Ülkemizde gerilimsiz bir gün geçirmek mümkün değil gibi. Ne zaman , “şükür bu gerginlik de bitti, biraz rahat edeceğiz” diye düşünsek, ertesi sabaha yeni bir gerginlikle uyanıyoruz.
Sanki Türkiye’de özel gerginlik gündemi oluşturmak için görevlendirilmiş kişiler var. Anlamak mümkün değil. Şöyle bir geriye dönüp, hafızamızı zorladığımızda gerginliklerin sağ-sol, alevi-sünni, Türk-Kürt, laik-antilaik çatışmalarından kaynaklandığını görürüz. Şükür, SSCB’nin yıkılmasından buyana sağ-sol çatışmaları artık yok. Alevi-sünni çatışmaları ise dönemsel bazda süreklilik arz eden modası geçmeyen çatışma gündemlerimizden. Gerginlik Üretme Mühendisleri yeni bir gerginlik nedeni bulamadıklarında bu joker gerginlik gündemi hemen devreye sokarlar. Gerginlikten uzak günümüz olmasın diye...
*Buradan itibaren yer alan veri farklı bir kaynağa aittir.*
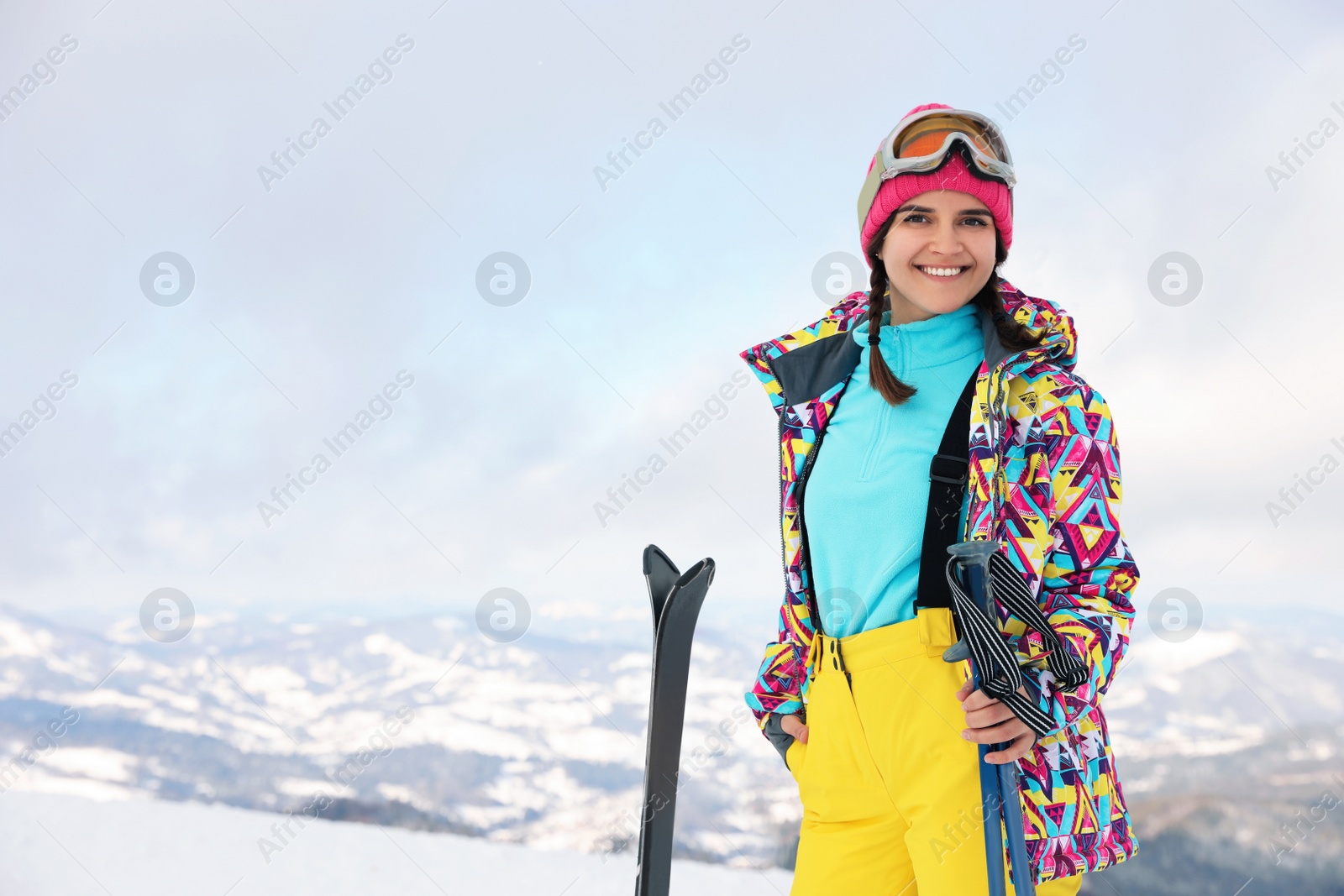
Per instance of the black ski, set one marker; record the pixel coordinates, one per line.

Türk-Kürt çatışması ise son 30 yılın en gedikli gerilim gündemlerinden sayılır. Her iki kesimde dışarıdan körüklenen bu tehlikeli gerginlik ateşine atlamadan edemez. Sonuçta olan her iki kesime de olur. Her iki kesimde aynı ateşte yanar durur.
Laik-antilaik çatışmaları ise entellektüellerin çatışma gündemi. Kendilerine göre az önce bahsettiğimiz çatışma gündemlerini seviyesiz bulan bu kesim ise, daha üst perdeden kılıç sallar. Saatler süren kavgalı tartışma programları halkı uykusundan ederken, köşe yazarları sütunlarını sık sık bu gündemle süslerler. Zavallı halk ne yıllar boyu izlediği televizyon programlarından bir şey anlar, ne de okuduğu köşe yazılarından. Bu kadar büyük kavgalara yol açan laikliği, sokağa çıkıp sorsan, kimse ne olduğunu bilmez. Halk bilmemekle haklıdır, çünkü tartışmanın kalemşörleri de ortak tanım noktasında henüz bir konsensüs sağlayabilmiş değiller maalesef.
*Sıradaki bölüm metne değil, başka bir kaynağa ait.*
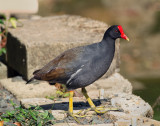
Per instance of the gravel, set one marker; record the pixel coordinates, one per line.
(5, 98)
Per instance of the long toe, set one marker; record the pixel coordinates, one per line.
(103, 109)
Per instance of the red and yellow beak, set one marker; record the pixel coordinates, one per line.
(122, 33)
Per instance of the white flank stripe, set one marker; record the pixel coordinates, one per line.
(73, 75)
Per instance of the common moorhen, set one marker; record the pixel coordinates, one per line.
(81, 66)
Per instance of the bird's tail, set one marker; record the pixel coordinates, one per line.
(30, 80)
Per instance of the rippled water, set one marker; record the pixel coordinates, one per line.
(150, 93)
İşte bu gına getiren çatışma gündemlerinden tam da kurtulmuşken, karşımıza bir rektör Aşkın meselesi çıktı. Konu yargıya intikal eden bir mesele olduğu halde, o kadar büyütüldü ki, az önceki çatışma gündemlerinin mimarları, mal bulmuş mağribi misali silahlarını kuşandıkları gibi konunun üzerine atlayıverdiler. Konu yine farklı mecralara çekildi. Emin olunuz ki, taraflar yine haftalarca, aylarca tartışacaklar, çatışacaklar. İşin sonunda yargı süreci tamamlandığında, koparılan toz ve dumanın içerisinde kimse kesinleşen karara dönüp bakmayacak. Çünkü sorun rektör Aşkın sorunu değil. Sorun az önce bahsettiğimiz çatışma özlemi. Ve yine yargı kararından sonra halka dönüp sorduğumuzda, konuyla ilgili hiçbir şey anlamadıklarını söyleyecekler.
Zaten bu satırları size ulaştıran ben de anlayabilmiş değilim. TÜSİAD’ın yargıya intikal etmiş bir konuyla bu kadar ilgilenmesi niye? Buna karşı kendileriyle hiçbir ilgisi olmadığı halde, hükümetin bu açıklamalardan rahatsızlık duyması niye?
Burada tebrik edilecek birileri var elbette. Gerginlik Üretme Mühendisleri gayet başarılı. Bu son görevlerini de başarıyla tamamladılar. Önce gerginlik oluşturabilecek bir sebep buldular. Ardından toplumu ikiye ayırdılar. Röktörü destekleyenler, hükümeti destekleyenler. Sanki rektörü destekleyenler hükümet karşıtıymış gibi iyi lanse edildi. Ve maalesef , hükümet de bu basit oyuna geldi. Eee, ne diyelim. At binenin, kılıç kuşananın.